Derrel mulai memberanikan diri untuk memeluknya dari samping, sebelum akhirnya Atilla dengan kasar menyingkap selimut—membuat Derrel terlonjak kaget.

Cewek itu berlari ke arah kamar mandi, kemudian memuntahkan kembali hampir semua isi perutnya dengan mata yang berair.

"Kamu masih pusing?" tanya cowok itu saat menyusul Atilla ke kamar mandi.

Atilla memejamkan matanya, memijit pelan pelipisnya dengan tangannya yang lain bertumpu pada tembok.

Saat hendak berjalan keluar, lagi-lagi isi perutnya itu naik hingga ke ulu hati, memaksa ingin keluar dengan cara yang sama sekali tidak mengenakkan.

"Ueeeeek"

Baiklah, Derrel mulai khawatir. Ini bisa saja lebih dari sekadar mabuk udara. Derrel sampai takut kalau ternyata Atilla keracunan makanan, atau lebih dari itu.

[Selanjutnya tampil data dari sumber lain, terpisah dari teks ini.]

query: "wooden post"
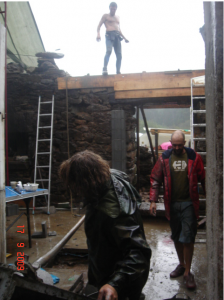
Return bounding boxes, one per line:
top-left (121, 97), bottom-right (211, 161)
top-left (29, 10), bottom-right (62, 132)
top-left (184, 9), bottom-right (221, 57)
top-left (0, 24), bottom-right (6, 263)
top-left (137, 106), bottom-right (140, 192)
top-left (155, 130), bottom-right (159, 159)
top-left (141, 107), bottom-right (156, 165)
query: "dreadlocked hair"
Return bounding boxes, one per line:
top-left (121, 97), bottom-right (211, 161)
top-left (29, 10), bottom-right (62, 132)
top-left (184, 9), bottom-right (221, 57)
top-left (59, 150), bottom-right (110, 196)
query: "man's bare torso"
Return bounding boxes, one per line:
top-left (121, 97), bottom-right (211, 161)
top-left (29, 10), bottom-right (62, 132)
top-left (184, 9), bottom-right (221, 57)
top-left (103, 14), bottom-right (120, 31)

"Kamu makan apa aja sih, hari ini?" tanyanya sambil memapah Atilla kembali ke kasur.

Cewek itu menyeka matanya yang berair karena muntah, lalu berucap, "Nggak ada, Rel. Aku nggak makan apa-apa selain roti di pesawat, susu yang dibuatin Andrea, sama permen kapas yang di pasar malam tadi," jelasnya.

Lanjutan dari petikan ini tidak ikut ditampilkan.